Money in Politics
We should get money out of politics. Everyone says it is corrosive and corrupts.
But ask any candidate who lost his last campaign if he could have used more money and I think he’ll say yes.
The problem is not too much money. The problem is narrowly focused sources of money. Narrow money doesn’t work. In plain English, narrowly focused funding sources empower special interests.
In one sense, we don’t like special interests because we are not part of the group. But if we were, we would ignore our own hypocrisy and cheer for our 1st Amendment rights.
There’s probably an algorithm for the correct balance of financial breadth and depth and its political influence.
You want more of the former (breadth) and less of the latter (depth).
That’s why candidates prefer small political donations but they know they are difficult to deal with. So they also like bundlers. Bundlers give the appearance of bringing in smaller donations but the candidate only has to deal with a few people who take credit for the contribution and get the privilege of presenting their position on issues as if they represented everyone who passed money through them.
But getting the right mix of broad support, small donations and sufficient capital to cover a campaign that addresses a range of representative views remains a fine balancing act.
Many Sources of Money
Money doesn’t come just from special interests, large corporations, lobbyists and unions.
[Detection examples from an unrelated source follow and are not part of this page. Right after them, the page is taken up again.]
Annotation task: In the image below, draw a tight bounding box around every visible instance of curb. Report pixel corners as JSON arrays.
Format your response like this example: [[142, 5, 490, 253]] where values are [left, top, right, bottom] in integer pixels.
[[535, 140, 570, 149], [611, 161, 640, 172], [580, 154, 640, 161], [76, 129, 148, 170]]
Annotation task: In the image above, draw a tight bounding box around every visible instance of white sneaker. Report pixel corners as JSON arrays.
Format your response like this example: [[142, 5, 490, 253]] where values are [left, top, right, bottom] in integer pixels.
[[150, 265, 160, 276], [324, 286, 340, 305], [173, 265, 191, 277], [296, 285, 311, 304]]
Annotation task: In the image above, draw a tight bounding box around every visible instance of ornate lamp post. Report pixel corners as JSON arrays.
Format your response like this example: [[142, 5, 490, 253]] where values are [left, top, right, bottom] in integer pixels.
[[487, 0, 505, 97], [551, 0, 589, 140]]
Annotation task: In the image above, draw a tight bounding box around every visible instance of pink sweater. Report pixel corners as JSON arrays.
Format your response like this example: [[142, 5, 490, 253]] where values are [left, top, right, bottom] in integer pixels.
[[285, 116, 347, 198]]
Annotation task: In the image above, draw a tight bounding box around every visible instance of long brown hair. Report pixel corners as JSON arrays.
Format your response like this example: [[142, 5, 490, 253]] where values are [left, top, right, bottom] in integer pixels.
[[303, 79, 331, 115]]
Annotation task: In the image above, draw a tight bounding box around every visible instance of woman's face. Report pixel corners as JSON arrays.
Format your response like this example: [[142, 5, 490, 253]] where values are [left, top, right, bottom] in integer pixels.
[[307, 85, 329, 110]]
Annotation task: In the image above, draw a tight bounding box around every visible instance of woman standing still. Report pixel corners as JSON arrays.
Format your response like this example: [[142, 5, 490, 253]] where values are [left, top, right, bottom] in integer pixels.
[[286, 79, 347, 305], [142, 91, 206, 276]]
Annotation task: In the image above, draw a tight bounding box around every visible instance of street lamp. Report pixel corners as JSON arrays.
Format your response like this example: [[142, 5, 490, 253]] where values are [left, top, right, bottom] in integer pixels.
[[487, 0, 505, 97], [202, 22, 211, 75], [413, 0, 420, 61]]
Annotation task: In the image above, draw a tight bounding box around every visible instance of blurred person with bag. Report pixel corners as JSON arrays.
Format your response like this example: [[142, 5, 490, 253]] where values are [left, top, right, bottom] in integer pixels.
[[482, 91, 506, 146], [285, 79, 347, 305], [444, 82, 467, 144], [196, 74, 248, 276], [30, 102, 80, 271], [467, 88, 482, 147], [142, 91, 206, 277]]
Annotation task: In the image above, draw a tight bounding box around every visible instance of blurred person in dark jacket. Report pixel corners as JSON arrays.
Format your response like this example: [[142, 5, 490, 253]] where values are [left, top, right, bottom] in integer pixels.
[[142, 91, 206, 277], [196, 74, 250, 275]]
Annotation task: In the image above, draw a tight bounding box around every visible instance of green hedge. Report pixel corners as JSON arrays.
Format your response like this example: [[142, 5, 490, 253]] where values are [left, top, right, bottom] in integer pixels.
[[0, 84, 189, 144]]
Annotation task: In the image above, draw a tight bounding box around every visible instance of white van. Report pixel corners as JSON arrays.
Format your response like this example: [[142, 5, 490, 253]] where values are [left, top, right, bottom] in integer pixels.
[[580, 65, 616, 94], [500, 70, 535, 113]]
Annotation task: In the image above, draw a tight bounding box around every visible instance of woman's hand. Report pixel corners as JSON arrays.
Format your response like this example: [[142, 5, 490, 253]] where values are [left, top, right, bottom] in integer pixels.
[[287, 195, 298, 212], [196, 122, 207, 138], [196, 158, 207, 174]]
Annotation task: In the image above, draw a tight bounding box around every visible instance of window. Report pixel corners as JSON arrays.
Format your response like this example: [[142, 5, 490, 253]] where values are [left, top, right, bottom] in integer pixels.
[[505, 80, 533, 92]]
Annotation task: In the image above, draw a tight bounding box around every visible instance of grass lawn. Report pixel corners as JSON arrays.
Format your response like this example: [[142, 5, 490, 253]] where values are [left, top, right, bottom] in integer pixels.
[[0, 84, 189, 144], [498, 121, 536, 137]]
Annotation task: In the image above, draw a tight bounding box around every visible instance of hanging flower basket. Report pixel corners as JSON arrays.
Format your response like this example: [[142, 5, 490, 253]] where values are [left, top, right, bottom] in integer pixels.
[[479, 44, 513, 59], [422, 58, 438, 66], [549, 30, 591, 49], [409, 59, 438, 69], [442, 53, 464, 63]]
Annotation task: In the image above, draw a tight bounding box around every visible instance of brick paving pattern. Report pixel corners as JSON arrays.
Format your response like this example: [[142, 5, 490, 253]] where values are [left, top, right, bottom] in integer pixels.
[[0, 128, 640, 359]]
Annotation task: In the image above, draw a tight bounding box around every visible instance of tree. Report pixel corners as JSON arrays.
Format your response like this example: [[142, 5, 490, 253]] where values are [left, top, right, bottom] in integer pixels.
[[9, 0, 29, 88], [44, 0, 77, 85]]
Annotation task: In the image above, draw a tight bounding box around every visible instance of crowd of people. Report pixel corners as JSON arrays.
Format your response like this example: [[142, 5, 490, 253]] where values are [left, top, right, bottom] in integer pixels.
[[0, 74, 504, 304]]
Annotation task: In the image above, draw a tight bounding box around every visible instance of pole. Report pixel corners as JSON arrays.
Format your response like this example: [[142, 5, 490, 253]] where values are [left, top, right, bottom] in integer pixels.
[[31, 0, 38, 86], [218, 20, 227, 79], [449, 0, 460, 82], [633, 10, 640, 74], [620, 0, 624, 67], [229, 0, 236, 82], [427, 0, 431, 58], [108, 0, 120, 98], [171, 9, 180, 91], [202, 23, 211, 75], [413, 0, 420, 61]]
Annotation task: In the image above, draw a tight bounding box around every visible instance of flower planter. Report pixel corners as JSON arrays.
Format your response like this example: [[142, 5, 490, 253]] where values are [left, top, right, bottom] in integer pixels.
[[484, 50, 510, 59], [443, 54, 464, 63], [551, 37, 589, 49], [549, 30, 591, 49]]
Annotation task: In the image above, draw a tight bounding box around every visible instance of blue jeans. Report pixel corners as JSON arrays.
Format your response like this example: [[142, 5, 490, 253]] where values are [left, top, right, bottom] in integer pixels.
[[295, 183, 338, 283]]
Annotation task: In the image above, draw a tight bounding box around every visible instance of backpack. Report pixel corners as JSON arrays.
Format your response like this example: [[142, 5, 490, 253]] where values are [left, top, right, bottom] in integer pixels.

It can also come from other congressmen and committees (RNC, DNC, DSCC) who have been oversubscribed and can pass funding to those candidates who support the party line.
The public doesn’t hear much about this.
So, the key is not to get rid of money in politics. I think that’s almost impossible.
Politicians need to reach their constituents at election time and the cost of doing this gets higher every year. If the media wanted to give every candidate free airtime, free radio time and free space that would reduce the cost for the campaign. But then mass media companies wouldn’t be running a business, would they?
It’s awkward. You give money to your representative to get the word out. He pays a network for airtime. You watch TV and believe the 15-second spot and you vote for him. The only one out-of-pocket is you.
So my opinion is not to support public financing of campaigns (broad) nor is it doing away with special interests (narrow).
It’s not all or nothing. It rarely is.
What the voter wants is for his representative to listen to him anyway, but this is not guaranteed by a small donation or by a vote.
Campaign Finance – Small Donors Matter
I think small donors need to become politically engaged. They must step up to the plate. They need to find a way to collectively express their opinions so that they gain the advantage of representing views that really matter to them.
If individual voters could come together as a group in an ad-hoc way over issues that matter to them, they could easily gain the funding power of a large corporation, union or special interest and hire lobbyists to represent them. It’s a novel idea but completely doable.
You don’t have to contribute to a candidate’s campaign. After all, it is rare that your congressman would hold similar views to every one of yours. Instead, you contribute to an idea, a cause that becomes a piece of legislation.
If just 2,000 people across the country (1/10 of 1% of all voters), agreed to give $25 a month, that would be $50,000 ($600,000 per year), that could go to advocating for a specific issue. Looking at the numbers you realize it wouldn’t take much for the public to take an aggressive stance and really push an agenda forward, effectively competing for the first time on an equal footing with the larger, powerful corporations and other entrenched special interests.
Or maybe $25 is too much to ask and instead we should keep paying for coffee, cable and concerts. Special interests understand that democracy is not free. It’s time you and I put not just our 2 cents in, but also our voice, our cash and our commitment. Or we can sit around grumbling for another four years while the political cycle whirls around us and empties our pockets.